Vonnegut, for instance, may have thought his efforts against the Vietnam War were like dropping a custard pie. But I read his books in high school, and they shaped my worldview, and I started this magazine in part because of him. And people read this magazine, and a few of them become activists because of things they’ve read in it, and they go on to make small changes, and those small changes (hopefully) add up. Or look at the vast right-wing propaganda apparatus? Do we really think this is ineffective? The right doesn’t just go around lopping off limbs with swords. They use techniques of persuasion. They use arguments. They’re bad arguments. But they are often very skillfully conveyed, and I think that in their heyday, Jordan Peterson and Ben Shapiro were quite effective at recruiting young men to the right through the things they said and the way they said them. William F. Buckley’s National Review was instrumental in reviving the American right, and he’d founded it in part because he saw important left-wing and liberal magazines had been in crafting the intellectual underpinnings of the New Deal. I also think it is worth refuting such men, because I have talked to many readers who have found our essays exposing their muddled thinking and cruelty to be helpful in coming to see the world differently.

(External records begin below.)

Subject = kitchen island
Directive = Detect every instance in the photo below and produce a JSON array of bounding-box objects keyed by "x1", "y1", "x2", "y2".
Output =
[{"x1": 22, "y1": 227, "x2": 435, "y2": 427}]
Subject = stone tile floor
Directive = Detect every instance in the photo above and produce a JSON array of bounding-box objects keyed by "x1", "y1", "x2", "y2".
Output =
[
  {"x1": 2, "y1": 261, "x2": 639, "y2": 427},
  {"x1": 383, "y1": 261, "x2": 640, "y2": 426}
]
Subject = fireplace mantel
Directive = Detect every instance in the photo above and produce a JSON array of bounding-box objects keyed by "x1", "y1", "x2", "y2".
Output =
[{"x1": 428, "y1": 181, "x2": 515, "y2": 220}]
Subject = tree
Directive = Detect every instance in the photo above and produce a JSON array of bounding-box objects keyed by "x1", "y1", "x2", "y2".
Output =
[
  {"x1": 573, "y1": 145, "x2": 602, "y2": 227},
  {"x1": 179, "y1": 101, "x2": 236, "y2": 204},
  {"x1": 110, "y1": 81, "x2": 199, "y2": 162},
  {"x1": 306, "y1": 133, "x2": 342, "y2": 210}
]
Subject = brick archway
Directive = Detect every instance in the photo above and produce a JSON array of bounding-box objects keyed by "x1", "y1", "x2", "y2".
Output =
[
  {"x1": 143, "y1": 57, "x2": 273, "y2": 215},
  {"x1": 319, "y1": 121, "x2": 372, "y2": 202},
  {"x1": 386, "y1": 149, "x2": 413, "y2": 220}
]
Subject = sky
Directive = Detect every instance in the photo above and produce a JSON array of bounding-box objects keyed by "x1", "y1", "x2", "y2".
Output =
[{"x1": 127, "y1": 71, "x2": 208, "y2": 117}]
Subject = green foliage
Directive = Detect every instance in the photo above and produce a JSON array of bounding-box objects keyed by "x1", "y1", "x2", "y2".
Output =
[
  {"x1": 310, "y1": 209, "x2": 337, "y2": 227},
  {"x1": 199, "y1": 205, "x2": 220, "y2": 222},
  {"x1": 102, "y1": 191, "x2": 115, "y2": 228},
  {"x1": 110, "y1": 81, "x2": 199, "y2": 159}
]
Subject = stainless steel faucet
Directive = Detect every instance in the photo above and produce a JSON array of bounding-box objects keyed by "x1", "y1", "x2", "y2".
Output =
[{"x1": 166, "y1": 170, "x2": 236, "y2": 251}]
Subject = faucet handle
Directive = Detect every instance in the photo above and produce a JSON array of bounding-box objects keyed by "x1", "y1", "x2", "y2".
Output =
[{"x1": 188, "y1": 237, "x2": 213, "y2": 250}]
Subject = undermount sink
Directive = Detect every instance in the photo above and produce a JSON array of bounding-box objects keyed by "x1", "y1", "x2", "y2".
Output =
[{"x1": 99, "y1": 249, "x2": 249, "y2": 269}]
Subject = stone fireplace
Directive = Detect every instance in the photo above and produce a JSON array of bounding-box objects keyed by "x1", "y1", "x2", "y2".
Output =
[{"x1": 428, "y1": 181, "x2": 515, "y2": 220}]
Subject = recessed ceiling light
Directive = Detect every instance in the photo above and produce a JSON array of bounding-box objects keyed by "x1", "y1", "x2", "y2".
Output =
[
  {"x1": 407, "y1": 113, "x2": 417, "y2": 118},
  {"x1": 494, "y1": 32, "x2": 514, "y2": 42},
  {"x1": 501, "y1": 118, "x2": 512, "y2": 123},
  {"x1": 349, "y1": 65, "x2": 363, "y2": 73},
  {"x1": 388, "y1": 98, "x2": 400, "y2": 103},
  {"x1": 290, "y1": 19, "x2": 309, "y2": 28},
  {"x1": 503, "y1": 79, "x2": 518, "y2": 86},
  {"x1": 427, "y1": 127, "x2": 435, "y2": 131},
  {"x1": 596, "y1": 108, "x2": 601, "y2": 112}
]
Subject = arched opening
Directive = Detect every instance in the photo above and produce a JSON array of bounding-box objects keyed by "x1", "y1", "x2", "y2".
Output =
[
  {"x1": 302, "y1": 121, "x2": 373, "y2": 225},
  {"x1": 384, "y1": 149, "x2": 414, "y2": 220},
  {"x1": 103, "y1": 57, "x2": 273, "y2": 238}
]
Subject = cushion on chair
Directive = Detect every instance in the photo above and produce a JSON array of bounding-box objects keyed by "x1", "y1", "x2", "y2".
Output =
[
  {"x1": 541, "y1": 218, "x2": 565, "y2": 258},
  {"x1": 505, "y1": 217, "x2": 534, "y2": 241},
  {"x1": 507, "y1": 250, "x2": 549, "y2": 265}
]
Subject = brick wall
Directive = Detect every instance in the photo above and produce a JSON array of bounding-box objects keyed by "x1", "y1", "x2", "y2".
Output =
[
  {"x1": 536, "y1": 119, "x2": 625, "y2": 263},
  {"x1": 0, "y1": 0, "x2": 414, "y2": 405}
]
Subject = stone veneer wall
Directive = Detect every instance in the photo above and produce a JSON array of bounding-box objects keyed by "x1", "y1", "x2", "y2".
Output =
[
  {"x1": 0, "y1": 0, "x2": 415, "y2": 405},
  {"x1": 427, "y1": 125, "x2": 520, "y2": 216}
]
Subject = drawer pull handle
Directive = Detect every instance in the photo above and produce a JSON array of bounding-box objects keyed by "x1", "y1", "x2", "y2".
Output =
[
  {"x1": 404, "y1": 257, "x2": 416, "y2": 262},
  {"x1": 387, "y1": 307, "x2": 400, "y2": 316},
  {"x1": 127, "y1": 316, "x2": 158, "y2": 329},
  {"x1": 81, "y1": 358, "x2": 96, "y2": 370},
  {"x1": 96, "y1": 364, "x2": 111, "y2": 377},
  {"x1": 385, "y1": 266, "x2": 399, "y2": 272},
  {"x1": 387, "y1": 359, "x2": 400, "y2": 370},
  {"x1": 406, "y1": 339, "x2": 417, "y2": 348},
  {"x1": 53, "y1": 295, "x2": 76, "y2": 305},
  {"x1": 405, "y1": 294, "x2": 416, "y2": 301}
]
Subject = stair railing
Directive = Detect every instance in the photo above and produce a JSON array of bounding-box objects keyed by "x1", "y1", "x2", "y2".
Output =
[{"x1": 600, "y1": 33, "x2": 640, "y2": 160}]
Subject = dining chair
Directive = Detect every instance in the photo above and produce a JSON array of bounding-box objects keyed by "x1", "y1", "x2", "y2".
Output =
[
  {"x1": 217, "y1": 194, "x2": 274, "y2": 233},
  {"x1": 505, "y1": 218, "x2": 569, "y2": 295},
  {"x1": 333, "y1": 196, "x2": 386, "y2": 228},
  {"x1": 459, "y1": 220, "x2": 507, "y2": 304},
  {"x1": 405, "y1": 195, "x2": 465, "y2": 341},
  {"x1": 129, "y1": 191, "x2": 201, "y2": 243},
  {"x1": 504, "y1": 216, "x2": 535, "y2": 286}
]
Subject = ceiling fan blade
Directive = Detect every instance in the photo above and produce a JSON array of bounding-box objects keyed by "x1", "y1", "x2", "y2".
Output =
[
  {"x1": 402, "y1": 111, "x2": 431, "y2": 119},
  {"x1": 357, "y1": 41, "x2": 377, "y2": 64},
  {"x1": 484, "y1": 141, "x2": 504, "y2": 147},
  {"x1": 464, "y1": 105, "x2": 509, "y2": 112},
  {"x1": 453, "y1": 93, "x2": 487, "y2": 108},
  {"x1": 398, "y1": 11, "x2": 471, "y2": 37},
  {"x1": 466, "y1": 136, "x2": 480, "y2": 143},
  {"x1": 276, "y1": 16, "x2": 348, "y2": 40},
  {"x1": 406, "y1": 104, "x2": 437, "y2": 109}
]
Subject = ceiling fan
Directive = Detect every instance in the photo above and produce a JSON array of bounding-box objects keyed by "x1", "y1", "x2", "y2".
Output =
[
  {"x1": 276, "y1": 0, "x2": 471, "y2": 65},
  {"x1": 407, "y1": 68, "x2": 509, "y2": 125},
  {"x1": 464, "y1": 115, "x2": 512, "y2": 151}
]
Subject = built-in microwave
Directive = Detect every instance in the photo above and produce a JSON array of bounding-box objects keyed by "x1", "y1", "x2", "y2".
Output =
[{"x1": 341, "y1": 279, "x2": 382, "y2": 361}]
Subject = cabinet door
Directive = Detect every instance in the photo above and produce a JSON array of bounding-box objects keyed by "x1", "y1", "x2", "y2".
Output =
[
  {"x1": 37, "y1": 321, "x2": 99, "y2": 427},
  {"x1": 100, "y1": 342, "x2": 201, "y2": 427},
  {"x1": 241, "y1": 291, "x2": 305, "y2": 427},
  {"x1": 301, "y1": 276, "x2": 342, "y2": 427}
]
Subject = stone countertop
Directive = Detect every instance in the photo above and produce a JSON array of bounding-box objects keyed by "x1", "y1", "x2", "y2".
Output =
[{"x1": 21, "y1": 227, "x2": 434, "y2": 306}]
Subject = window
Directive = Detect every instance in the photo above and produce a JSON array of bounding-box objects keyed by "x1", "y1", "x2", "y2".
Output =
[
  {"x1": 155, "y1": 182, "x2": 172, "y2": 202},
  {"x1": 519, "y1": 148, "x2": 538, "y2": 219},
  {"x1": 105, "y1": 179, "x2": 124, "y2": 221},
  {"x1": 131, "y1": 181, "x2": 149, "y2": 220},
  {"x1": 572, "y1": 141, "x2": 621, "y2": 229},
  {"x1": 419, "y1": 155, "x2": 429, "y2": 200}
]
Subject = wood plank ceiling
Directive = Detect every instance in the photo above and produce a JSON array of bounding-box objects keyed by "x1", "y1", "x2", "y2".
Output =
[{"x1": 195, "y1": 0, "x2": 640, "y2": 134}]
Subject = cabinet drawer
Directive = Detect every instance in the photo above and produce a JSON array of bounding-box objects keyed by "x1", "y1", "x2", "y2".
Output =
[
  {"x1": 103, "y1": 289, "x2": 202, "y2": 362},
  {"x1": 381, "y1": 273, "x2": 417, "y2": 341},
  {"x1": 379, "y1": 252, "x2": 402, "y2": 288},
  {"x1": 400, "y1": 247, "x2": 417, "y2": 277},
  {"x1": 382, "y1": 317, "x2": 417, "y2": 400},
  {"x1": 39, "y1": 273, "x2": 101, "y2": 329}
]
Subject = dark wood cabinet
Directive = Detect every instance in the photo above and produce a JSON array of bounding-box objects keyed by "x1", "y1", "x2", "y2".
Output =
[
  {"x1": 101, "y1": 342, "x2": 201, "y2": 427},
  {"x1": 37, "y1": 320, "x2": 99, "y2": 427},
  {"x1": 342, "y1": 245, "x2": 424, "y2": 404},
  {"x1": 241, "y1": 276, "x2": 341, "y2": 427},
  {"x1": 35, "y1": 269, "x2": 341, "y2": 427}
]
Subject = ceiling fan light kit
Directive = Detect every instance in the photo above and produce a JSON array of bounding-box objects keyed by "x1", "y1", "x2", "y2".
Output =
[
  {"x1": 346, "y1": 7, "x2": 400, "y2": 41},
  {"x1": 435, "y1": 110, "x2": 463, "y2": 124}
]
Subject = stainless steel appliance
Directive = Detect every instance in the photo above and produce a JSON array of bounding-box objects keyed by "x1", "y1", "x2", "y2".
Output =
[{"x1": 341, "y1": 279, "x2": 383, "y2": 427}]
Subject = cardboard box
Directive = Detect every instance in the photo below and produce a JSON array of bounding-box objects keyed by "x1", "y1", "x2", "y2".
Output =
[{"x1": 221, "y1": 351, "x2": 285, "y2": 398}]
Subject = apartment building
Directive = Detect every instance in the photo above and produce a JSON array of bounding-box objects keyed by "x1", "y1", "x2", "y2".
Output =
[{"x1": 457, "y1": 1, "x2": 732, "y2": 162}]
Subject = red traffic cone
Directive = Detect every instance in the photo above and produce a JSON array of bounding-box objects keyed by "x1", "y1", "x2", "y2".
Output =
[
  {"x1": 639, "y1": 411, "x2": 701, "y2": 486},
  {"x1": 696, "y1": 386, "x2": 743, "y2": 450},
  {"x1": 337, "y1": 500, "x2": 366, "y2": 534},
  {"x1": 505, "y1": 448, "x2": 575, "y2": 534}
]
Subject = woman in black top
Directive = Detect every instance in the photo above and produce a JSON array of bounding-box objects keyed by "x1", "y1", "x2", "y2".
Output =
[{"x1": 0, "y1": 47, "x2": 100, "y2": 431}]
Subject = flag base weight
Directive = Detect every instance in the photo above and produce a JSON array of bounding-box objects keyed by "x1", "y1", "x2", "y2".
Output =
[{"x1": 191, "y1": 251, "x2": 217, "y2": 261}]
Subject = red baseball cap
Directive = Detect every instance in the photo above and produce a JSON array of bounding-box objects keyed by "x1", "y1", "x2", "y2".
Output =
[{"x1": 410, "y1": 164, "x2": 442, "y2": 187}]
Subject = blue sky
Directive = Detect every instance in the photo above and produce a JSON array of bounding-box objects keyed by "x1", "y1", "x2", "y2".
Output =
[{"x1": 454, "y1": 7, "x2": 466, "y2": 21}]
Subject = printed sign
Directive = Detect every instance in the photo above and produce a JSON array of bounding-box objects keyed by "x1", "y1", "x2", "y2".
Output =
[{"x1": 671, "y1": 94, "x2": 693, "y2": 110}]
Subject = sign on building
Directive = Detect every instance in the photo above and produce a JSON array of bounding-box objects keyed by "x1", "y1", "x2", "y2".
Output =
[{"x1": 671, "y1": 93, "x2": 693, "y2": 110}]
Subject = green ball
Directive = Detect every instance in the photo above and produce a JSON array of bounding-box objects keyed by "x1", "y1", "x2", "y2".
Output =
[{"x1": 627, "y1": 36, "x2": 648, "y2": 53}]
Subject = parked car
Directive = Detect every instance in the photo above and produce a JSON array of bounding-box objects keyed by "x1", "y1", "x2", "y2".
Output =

So, all right, I don’t end up thinking that writing is useless and the sword wins every time. I do think, however, that if you don’t pay attention to power, you’re probably going to lose. Not all power is delivered through violence. If students at a school go on strike and refuse to keep paying their tuition until their demands are met, they are exercising power nonviolently. But they’re not trying to persuade. They’re not trying to tell the school administrators to change their minds, they’re telling them to change their behavior, and they’re using a threat (a nonviolent threat) in order to induce that change. Persuasion is real, and we should think about opportunities to persuade. But sometimes you just have to beat the other side. Mamdani did not try to persuade Andrew Cuomo that he is a horrible person who should leave politics behind and go enjoy his retirement and life off his ill-gotten book royalties. But his supporters did try to persuade people who liked Cuomo that they shouldn’t, and enough of them succeeded that it shifted an election.
The pen struggles against the sword, because it is not mightier, it is weaker, and it has to be used very skilfully if it’s going to defeat the superior force of arms. But since the other side has the swords, and we’re stuck here with our Expo markers, we have no choice but to think creatively about how these pitiful weapons can be made lethally effective.